Catherine, the only survivor of these horrific murder’s, whose alibi was fraught with inconsistencies – was the only suspect.  What would end up saving her was the intense violence of the murders.  Simply too grisly to have been committed by one so young and innocent, with a quiet and gentle disposition.

Catherine was a self-conscious young woman with long blonde hair, and light blue eyes, petite body with a blanched complexion.

Her manners were impeccable, always polite to those she met, but considered a loner, and known for her love of animals.

One of her traits she was well known for, she had inherited her mother’s short temper, and tended to sulk if she did not get her own way, and suffered from short- term memory loss.

What had baffled the police, was how the murderer have escaped the house undetected, whilst the front door remained bolted and locked.  Christine claimed she had been in the summerhouse, then she was in the attic and finally she was down by the river, she could not satisfy the police of her whereabouts at the time.

Either way, the police considered it unlikely that the murder could have escaped without being seen, or screams heard from the house.

Perhaps it was inevitable that Catherine would become the prime suspect, and then there was the persistent problem of her shaky alibi.

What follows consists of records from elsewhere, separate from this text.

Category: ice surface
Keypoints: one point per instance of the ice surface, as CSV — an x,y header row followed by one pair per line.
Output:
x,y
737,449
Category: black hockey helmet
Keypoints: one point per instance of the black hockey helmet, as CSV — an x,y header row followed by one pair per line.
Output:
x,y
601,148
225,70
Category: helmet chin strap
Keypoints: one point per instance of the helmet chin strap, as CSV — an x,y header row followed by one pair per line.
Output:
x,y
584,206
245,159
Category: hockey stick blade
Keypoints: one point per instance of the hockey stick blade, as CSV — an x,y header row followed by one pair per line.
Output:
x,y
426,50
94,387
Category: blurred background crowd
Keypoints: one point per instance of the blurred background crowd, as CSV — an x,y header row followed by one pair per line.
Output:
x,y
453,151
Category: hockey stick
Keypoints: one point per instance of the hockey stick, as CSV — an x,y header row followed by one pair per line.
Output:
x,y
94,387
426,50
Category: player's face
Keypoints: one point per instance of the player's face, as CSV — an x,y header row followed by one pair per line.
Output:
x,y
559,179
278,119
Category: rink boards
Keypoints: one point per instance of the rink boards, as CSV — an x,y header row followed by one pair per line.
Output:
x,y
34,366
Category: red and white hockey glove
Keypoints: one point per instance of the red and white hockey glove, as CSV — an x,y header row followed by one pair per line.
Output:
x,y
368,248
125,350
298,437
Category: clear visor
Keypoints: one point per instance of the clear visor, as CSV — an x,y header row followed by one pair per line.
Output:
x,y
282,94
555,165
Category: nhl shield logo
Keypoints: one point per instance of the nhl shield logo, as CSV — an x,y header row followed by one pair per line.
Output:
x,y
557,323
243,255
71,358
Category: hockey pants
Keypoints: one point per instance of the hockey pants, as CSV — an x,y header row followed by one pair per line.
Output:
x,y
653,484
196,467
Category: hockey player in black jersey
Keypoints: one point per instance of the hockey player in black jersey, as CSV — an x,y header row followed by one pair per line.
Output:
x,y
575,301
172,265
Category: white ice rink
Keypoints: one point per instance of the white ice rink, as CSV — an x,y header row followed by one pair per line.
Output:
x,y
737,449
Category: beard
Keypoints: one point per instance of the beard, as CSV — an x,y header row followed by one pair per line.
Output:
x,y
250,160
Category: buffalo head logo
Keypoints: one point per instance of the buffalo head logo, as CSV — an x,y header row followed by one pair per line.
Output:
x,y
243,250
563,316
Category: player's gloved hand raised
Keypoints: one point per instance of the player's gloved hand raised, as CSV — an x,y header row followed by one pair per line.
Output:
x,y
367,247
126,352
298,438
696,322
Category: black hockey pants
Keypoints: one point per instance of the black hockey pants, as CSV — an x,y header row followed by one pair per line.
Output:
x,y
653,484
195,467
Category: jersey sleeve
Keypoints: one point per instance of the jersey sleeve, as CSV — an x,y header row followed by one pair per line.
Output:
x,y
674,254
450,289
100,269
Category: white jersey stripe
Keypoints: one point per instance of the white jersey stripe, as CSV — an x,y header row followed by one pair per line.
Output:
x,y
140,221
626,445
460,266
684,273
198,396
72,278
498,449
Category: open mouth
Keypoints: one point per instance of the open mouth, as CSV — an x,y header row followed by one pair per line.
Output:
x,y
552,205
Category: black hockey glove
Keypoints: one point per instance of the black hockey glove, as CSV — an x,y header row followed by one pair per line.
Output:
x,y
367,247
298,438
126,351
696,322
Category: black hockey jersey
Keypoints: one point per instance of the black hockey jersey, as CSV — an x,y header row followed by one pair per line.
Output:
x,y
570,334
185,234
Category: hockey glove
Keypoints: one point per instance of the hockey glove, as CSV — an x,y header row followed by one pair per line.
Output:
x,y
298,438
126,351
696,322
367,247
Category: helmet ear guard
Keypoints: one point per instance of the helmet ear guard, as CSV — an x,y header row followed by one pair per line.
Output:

At the inquest, Catherine’s rendition of her whereabouts prior to the discovery of the bodies, changed so many times, that the police and coroner, often wondered which was the true statement.

Question:  Where were you on the morning of the murders?

Answer:     I was in the summerhouse reading.

Question:  Are you sure?

Answer:     I am not sure whether I was there, down by the river or in the attic.

Question:  Did you hear anything?

Answer:     Not that I can remember.

In desperate exasperation the Coroner gave up on this line of questioning, he knew it was useless, she just could not remember events from one minute to the next.

According to the Pathologist Dr Harvey Michaels, the forensic findings of the axe found in the nearby river could not conclusively prove, if it was or not the murder weapon.

The local doctor’s wife testified that she had seen Catharine shortly after the murders, when she burst into the surgery, asking for assistance, at what she had found at the house.  Being in a distressed state, she had a pale colour, and there were no signs of blood on her hands or clothes.

Finally the jury retired to give their verdict, and on their return they concluded that:  Peter James, Samantha James, Michael James and Christina James had been murdered by person or persons unknown.

Catherine, who had been the prime suspect of this violent and grisly murder of her family walked free from the Coroners Court, with a wee grin upon her face.

So was Catherine guilty of these horrific crimes or had she fooled the court into thinking she was innocent?  Before running to the doctor’s surgery, could she have washed changed her clothes and destroyed them away from the house?  Was she putting on an act?